1 Corinthiens Chapitre 12/31 à 13/3 
31Passionnez-vous pour les meilleurs dons de la grâce. Et je vais vous montrer la voie qui surpasse tout.
1Quand je parlerais les langues des humains et des anges, si je n'ai pas l'amour, je suis une pièce de bronze qui résonne ou une cymbale qui retentit. 2Quand j'aurais la capacité de parler en prophète, la science de tous les mystères et toute la connaissance, quand j'aurais même toute la foi qui transporte des montagnes, si je n'ai pas l'amour, je ne suis rien. 3Quand je distribuerais tous mes biens, quand même je livrerais mon corps pour en tirer fierté, si je n'ai pas l'amour, cela ne me sert à rien.
 
JEREMIE 1
1Paroles de Jérémie, fils de Hilqiya, l'un des prêtres d'Anatoth, au pays de Benjamin.
2La parole du SEIGNEUR lui parvint aux jours de Josias, fils d'Amôn, roi de Juda, la treizième année de son règne ; 3elle lui parvint encore aux jours de Joïaqim, fils de Josias, roi de Juda, jusqu'à la fin de la onzième année de Sédécias, fils de Josias, roi de Juda — jusqu'à l'exil de Jérusalem, au cinquième mois.
4La parole du SEIGNEUR me parvint :
5Avant que je ne te façonne dans le ventre de ta mère,
je t'avais distingué ;
avant que tu ne sortes de son sein,
je t'avais consacré :
je t'avais fait prophète pour les nations.
6Je répondis : Ah ! Seigneur DIEU, je ne saurais pas parler, je suis trop jeune !
PREDICATION
 
Cette introduction à la vocation du prophète Jérémie fait partie, je crois, de ces passages que nous évitons de trop méditer, tant ils semblent issus d'une pensée tellement lointaine.
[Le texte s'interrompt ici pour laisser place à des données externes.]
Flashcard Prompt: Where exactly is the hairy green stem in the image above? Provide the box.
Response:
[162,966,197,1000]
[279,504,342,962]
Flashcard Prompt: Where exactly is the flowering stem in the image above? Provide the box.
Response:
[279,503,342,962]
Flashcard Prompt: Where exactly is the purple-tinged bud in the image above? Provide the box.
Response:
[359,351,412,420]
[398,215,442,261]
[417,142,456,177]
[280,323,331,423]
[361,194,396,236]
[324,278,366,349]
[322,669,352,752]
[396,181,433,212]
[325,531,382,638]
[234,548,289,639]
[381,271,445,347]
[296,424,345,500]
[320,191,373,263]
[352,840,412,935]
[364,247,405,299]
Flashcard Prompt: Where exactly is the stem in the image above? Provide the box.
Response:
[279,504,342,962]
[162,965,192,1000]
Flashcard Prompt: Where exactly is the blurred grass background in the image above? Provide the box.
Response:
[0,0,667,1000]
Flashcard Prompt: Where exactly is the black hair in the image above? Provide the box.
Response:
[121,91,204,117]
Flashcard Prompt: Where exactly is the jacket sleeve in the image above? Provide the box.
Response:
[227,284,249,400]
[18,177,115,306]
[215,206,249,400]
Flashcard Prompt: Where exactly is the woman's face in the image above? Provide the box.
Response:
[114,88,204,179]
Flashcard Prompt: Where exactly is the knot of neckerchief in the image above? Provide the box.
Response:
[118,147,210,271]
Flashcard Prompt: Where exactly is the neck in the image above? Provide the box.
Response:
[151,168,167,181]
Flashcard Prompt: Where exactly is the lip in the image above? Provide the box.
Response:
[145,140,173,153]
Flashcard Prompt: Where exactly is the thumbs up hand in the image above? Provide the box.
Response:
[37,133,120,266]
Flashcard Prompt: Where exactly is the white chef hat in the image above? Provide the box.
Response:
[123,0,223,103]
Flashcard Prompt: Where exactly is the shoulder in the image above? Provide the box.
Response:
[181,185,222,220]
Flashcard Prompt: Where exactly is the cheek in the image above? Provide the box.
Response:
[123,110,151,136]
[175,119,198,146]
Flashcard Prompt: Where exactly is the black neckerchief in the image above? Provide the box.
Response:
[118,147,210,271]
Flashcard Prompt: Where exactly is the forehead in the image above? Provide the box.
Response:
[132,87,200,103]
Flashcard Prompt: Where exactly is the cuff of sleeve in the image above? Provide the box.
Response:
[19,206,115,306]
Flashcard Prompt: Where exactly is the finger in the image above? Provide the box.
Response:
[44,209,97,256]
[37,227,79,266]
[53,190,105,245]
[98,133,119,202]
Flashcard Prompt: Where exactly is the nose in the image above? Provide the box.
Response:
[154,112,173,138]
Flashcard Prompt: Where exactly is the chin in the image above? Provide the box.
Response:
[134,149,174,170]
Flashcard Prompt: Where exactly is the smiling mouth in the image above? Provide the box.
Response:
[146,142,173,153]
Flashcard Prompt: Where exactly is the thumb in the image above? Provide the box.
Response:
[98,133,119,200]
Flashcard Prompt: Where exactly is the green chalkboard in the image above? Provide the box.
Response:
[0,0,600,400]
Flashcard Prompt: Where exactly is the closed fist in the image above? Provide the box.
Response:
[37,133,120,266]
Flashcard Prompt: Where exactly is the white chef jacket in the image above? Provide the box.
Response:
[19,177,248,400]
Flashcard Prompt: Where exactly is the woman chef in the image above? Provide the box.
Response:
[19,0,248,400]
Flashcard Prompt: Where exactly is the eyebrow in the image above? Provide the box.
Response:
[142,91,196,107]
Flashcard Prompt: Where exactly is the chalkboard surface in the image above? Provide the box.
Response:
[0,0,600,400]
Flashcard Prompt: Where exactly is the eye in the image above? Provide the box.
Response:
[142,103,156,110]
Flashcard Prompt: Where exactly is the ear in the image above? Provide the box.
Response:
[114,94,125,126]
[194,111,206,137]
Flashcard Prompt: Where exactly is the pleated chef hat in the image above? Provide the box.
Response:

A quoi bon nous épuiser à discerner un éclat de vérité dans cette affirmation de la prédestination , en l'occurence de la prédestination de la vocation prophétique de Jérémie.
A quoi bon ? C'est ce que nous allons essayer de voir dans cette prédication où nous aborderons le thème de la prédestination. Et contre toute attente, je vais faire son apologie, et même de la double prédestination. Vous vous doutez donc bien qu'il va falloir se coltiner quelques concepts et un peu d'histoire.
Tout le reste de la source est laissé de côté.